Adaptive Minimax Regression Estimation over Sparse $\ell_q$-Hulls
Zhan Wang, Sandra Paterlini, Fuchang Gao, Yuhong Yang; 15(50):1675−1711, 2014.
Abstract
Given a dictionary of $M_n$ predictors, in a random design regression setting with $n$ observations, we construct estimators that target the best performance among all the linear combinations of the predictors under a sparse $\ell_q$-norm ($0 \leq q \leq 1$) constraint on the linear coefficients. Besides identifying the optimal rates of convergence, our universal aggregation strategies by model mixing achieve the optimal rates simultaneously over the full range of $0\leq q \leq 1$ for any $M_n$ and without knowledge of the $\ell_q$-norm of the best linear coefficients to represent the regression function. To allow model misspecification, our upper bound results are obtained in a framework of aggregation of estimates. A striking feature is that no specific relationship among the predictors is needed to achieve the upper rates of convergence (hence permitting basically arbitrary correlations between the predictors). Therefore, whatever the true regression function (assumed to be uniformly bounded), our estimators automatically exploit any sparse representation of the regression function (if any), to the best extent possible within the $\ell_q$-constrained linear combinations for any $0 \leq q \leq 1$. A sparse approximation result in the $\ell_q$-hulls turns out to be crucial to adaptively achieve minimax rate optimal aggregation.
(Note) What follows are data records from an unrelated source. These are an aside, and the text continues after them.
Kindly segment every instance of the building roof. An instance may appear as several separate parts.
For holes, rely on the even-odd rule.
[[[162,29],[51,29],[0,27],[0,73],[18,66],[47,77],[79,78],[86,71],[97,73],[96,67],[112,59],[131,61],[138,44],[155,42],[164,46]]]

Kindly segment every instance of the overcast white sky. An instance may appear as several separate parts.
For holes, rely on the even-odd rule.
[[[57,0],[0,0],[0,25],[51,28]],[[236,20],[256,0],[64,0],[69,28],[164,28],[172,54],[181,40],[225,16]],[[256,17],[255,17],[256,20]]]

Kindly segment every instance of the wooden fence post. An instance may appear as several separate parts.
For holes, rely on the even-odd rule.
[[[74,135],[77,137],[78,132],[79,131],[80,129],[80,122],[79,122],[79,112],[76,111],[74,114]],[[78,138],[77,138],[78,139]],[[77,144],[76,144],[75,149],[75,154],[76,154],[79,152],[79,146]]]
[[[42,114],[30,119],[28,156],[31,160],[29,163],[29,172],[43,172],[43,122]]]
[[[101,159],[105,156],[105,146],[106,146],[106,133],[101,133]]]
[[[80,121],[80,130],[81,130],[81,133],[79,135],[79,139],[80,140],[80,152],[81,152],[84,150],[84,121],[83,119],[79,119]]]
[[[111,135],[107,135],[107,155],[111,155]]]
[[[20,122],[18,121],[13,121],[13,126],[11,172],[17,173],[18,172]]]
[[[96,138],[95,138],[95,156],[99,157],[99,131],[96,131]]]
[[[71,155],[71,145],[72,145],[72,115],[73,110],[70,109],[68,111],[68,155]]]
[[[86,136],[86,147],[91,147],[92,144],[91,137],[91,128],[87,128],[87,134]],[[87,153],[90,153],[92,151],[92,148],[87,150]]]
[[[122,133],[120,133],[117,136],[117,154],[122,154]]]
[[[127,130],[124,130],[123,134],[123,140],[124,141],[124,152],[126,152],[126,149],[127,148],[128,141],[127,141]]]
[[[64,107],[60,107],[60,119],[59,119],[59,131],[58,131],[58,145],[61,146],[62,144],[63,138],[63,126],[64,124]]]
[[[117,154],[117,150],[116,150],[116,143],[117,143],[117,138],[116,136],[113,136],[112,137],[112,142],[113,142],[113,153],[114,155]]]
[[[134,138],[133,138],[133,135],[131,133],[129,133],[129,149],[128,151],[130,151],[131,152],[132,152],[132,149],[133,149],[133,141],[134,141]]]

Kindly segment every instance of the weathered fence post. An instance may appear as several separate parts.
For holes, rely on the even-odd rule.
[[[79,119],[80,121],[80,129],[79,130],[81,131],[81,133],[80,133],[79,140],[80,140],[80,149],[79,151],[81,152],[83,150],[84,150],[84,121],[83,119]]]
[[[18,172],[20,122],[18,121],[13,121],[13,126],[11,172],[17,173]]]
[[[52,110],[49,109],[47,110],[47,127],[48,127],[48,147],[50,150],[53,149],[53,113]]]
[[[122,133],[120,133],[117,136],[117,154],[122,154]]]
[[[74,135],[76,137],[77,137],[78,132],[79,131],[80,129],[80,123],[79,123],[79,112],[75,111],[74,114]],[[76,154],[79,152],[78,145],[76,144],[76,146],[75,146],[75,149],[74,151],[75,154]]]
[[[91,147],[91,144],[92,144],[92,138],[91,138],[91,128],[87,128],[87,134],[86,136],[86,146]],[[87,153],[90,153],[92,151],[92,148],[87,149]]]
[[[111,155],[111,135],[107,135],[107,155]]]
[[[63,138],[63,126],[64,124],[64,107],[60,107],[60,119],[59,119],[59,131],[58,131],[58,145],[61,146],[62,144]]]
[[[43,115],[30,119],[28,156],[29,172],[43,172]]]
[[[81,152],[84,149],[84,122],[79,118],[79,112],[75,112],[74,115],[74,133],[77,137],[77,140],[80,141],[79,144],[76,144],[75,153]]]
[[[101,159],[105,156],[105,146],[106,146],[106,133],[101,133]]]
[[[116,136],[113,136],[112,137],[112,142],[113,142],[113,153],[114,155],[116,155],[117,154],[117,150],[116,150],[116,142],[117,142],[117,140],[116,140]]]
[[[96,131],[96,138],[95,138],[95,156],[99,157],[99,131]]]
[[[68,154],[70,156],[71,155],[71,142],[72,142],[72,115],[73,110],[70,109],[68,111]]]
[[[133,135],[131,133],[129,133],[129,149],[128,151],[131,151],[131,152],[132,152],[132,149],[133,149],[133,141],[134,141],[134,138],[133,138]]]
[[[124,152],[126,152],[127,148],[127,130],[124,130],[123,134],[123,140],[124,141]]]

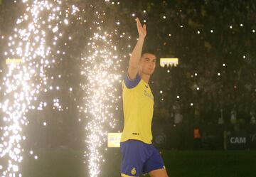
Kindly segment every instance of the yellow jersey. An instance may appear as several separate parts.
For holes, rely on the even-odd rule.
[[[149,85],[137,74],[134,80],[127,75],[122,86],[124,126],[121,142],[137,139],[151,144],[154,96]]]

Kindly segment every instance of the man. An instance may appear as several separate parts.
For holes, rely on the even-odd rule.
[[[146,34],[137,18],[139,40],[132,53],[129,69],[122,82],[124,127],[121,137],[122,154],[121,176],[168,177],[159,152],[152,144],[151,122],[154,96],[149,85],[150,76],[156,67],[156,55],[142,55]]]

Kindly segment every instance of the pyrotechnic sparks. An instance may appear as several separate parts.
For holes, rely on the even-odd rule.
[[[26,13],[17,20],[14,34],[9,38],[9,50],[5,52],[5,55],[8,58],[18,58],[20,62],[14,63],[11,60],[4,77],[4,101],[1,105],[4,124],[1,127],[3,136],[0,156],[6,161],[0,164],[1,176],[21,176],[18,164],[22,161],[24,149],[21,143],[26,139],[22,129],[29,123],[26,113],[36,108],[33,102],[38,100],[36,95],[51,90],[45,70],[55,63],[55,55],[64,55],[65,52],[55,52],[50,46],[56,45],[58,38],[63,36],[62,33],[57,33],[63,22],[63,25],[68,25],[69,14],[75,14],[78,11],[73,6],[63,13],[60,10],[62,1],[52,1],[23,0]],[[65,18],[60,18],[62,15]],[[47,42],[48,38],[52,40],[50,45]],[[56,90],[58,89],[57,87]],[[58,99],[55,100],[54,106],[60,109]],[[41,110],[46,105],[47,103],[41,102],[37,109]],[[43,126],[46,124],[45,122]],[[35,156],[35,159],[38,158]]]
[[[81,84],[85,91],[85,104],[80,107],[87,120],[85,130],[90,176],[96,177],[100,173],[100,163],[104,161],[101,154],[102,145],[107,139],[107,127],[114,128],[114,103],[118,98],[114,83],[119,81],[120,75],[117,55],[117,47],[113,45],[112,33],[104,32],[101,24],[104,23],[104,12],[95,11],[96,16],[92,29],[93,36],[87,43],[87,55],[83,62],[81,74],[86,81]]]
It precisely characterizes the number of terms needed to achieve a prescribed accuracy of approximation to the best linear combination in an $\ell_q$-hull for $0 \leq q \leq 1$. It offers the insight that the minimax rate of $\ell_q$-aggregation is basically determined by an effective model size, which is a sparsity index that depends on $q$, $M_n$, $n$, and the $\ell_q$-norm bound in an easily interpretable way based on a classical model selection theory that deals with a large number of models.